SBI Card to announce ‘financial difficulty package’ for defaulters

The State Bank of India (SBI) country’s largest bank soon will be rolling out a “Financial difficulty package” for its customers who were regular with their repayments however, have defaulted in the recent months owing to difficult financial circumstances.

“We are planning to roll out a package which would include enhancement of the loan tenure and a downward revision of interest rates,” said SBI Card CEO Diwakar Gupta.

At present the company is charging an interest between 3.1-3.35 per cent and the revised interest charged for the defaulters would be around 2.5 per cent. Expressing views about the rising delinquencies, Gupta said the company is performing at parity with the industry standards.

“We are neither better off nor worse compared to the industry standards. Our delinquencies are in line with the industry average of around 15 per cent,” he added.

In the meantime, SBI Cards & Payments Services has signed an agreement with Dena Bank to launch a co-branded credit card. State-run Dena Bank is having a credit card holder base of 10,000 of which 6,000 are active.

Executive Director Bhaskar Sen informed “Banking and credit card management are different and our core competence lies in banking, so we decided to partner with a professional organization for credit cards”.

Monday, November 3, 2008

State bank to reduce deposit rates before cutting lending rate

A senior official of State Bank of India, the country’s largest public sector lender informed that immediately there are no plans to cut lending rates at least not before reducing deposit rates

The official pointed out, “The (overall) effect of the measures taken by RBI will come with a lag.
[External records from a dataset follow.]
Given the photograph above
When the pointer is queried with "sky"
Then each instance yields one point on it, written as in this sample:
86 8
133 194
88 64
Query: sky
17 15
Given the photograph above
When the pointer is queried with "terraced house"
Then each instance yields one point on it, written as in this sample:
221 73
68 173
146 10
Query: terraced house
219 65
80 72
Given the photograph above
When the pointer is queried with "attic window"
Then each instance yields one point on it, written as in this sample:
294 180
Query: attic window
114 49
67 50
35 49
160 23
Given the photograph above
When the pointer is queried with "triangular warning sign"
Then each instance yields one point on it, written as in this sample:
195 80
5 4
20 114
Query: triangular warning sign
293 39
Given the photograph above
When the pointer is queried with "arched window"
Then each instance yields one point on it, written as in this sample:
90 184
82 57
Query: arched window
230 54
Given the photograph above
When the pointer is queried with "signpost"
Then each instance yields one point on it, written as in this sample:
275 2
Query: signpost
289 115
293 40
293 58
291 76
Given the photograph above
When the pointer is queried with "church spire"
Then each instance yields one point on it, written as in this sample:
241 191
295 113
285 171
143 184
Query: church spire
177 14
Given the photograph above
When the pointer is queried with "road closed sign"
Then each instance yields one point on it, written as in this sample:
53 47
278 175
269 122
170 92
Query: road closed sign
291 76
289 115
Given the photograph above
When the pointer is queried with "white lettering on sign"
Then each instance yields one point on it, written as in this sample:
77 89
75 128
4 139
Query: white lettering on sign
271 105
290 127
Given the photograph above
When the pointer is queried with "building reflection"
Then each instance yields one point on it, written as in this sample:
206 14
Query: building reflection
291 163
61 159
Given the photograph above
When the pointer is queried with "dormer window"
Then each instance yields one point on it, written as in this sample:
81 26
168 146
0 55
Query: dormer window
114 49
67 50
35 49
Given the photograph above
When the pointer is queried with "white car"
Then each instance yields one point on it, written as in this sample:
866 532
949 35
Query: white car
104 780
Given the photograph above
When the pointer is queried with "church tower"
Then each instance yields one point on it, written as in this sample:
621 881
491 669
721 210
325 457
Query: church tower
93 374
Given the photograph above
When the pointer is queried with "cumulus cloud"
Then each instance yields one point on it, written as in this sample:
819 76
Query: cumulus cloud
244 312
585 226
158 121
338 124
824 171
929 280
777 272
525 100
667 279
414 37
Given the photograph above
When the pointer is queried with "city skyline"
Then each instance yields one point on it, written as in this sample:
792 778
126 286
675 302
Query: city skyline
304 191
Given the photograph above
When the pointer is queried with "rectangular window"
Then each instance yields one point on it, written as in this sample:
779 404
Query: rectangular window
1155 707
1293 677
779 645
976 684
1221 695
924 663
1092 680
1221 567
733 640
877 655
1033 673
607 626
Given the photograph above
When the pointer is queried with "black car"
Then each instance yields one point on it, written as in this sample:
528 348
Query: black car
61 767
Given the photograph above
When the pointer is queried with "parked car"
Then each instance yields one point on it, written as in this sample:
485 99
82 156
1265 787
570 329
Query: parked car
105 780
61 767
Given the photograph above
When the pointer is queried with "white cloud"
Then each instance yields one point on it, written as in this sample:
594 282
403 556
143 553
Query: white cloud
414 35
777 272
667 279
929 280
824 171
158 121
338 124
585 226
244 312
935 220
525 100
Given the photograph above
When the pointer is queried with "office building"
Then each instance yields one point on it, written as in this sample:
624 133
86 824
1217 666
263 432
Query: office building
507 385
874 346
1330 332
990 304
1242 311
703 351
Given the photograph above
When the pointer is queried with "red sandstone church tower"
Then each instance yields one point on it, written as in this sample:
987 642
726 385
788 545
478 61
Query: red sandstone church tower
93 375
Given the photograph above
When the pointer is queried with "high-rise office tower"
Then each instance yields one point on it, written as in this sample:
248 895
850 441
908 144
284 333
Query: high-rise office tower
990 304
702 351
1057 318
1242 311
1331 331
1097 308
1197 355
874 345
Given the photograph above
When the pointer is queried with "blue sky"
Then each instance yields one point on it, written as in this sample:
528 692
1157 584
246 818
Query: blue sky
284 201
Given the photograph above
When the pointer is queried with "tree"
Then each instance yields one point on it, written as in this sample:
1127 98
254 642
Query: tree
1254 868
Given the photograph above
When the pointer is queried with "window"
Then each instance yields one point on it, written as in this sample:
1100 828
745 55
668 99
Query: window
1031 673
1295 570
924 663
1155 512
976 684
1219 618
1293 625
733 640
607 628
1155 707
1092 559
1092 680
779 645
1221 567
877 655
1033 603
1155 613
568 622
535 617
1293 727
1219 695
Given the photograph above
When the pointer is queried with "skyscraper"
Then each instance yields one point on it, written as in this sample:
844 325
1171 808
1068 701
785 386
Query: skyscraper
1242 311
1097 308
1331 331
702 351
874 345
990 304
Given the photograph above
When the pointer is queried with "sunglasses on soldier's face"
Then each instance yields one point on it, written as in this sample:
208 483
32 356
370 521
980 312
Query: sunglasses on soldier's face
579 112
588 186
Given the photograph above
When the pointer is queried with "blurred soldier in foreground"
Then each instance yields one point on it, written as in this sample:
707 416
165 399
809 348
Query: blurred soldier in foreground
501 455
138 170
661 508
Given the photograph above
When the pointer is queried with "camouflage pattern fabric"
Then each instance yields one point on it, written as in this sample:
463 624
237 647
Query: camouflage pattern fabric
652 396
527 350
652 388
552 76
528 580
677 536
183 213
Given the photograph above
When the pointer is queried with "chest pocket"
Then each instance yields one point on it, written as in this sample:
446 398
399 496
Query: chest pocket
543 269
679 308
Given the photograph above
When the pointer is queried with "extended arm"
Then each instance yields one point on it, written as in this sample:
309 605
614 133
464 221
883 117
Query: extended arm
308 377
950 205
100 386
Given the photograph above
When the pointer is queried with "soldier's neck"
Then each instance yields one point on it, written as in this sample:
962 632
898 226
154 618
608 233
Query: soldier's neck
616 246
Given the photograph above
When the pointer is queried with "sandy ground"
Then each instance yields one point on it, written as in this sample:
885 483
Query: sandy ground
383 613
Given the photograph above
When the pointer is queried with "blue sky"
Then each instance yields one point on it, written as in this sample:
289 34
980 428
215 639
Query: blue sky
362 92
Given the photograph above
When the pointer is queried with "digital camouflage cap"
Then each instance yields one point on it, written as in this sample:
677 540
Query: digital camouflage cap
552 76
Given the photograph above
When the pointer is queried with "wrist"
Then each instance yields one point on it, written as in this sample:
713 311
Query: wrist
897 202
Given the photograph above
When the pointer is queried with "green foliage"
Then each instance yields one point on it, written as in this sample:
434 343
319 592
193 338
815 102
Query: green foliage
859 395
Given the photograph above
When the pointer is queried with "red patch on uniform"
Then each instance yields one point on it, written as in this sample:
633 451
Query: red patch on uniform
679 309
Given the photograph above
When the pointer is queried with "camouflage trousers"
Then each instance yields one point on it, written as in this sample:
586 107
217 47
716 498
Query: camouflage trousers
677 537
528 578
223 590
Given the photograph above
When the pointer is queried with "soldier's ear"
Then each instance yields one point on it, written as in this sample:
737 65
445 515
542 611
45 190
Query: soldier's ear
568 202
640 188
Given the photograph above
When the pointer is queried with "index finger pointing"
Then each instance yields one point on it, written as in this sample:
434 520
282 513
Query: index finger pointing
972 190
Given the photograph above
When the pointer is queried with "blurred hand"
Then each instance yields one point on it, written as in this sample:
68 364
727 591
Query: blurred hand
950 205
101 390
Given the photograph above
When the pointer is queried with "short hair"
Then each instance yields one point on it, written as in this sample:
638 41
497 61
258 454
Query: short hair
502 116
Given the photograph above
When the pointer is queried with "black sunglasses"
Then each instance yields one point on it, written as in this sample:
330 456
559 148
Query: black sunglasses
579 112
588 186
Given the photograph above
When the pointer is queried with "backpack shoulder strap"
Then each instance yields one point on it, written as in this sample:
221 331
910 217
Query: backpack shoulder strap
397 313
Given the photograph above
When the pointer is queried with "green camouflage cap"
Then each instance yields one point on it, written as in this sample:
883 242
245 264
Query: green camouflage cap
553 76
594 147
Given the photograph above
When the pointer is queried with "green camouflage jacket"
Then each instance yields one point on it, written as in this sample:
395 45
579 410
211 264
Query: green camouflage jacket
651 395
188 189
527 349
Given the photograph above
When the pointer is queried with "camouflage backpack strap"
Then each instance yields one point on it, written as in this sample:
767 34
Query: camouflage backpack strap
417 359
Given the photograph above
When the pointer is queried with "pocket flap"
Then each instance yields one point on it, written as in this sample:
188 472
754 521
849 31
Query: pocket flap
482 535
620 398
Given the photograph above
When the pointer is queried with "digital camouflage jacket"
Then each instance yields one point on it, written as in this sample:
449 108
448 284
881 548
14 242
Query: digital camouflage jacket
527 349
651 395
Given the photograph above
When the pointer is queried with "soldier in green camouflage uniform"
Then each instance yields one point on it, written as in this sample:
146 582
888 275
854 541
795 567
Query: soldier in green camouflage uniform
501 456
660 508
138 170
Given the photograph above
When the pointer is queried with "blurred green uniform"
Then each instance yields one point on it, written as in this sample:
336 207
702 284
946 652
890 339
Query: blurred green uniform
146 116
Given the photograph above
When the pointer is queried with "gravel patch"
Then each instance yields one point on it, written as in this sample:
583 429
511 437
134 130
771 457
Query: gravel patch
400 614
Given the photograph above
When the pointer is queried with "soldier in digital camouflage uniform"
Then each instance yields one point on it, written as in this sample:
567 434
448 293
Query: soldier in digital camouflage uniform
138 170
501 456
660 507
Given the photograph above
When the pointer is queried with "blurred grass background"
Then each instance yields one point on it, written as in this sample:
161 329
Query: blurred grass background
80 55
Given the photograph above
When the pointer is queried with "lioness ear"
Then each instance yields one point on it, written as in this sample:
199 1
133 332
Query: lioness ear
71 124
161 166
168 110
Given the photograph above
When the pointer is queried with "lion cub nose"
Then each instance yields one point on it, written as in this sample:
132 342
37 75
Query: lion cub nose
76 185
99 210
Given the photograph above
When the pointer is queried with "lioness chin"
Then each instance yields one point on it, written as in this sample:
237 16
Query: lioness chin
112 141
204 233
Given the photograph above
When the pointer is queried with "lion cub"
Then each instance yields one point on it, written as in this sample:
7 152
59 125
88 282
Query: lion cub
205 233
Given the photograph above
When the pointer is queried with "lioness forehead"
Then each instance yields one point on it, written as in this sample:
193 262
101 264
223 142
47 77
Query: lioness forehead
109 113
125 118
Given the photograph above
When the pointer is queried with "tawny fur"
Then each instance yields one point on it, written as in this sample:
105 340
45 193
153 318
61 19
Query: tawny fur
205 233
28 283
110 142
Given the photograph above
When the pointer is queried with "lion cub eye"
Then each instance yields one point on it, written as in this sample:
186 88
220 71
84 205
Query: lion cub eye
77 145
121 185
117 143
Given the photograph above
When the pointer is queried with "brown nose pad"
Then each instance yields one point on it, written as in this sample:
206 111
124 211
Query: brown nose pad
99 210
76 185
The cost of funds may not come down overnight”.

The official said a close monitoring is being down about the situation. The Asset-Liability Committee of the bank held the meeting last night to review the situation but no decision was taken on interest rates. The panel will be meeting once again today or on Friday.

Reserve Bank of India to permeate liquidity in the cash-starved system has reduced banks’ cash reserve ratio by 250 basis points in the last nine days to 6.5 per cent, including the 100-bps cut Wednesday.

On the other hand state-owned Punjab National Bank showed an immediate reaction on Wednesday’s RBI measures by reducing its home and car loan interest rates by 50 bps late Wednesday.

But State Bank of India will probably keep a watch on the situation for some more time.

“It is too early to decide whether to cut lending rates. And before lending rates, it is deposit rates which has to be reduced,” the official said.

On October 1, SBI had announced a new deposit scheme offering 10.5 per cent on 1,000-day deposits. Previously, the bank was offering 9.50 per cent on deposits having tenure of two years to less than three years.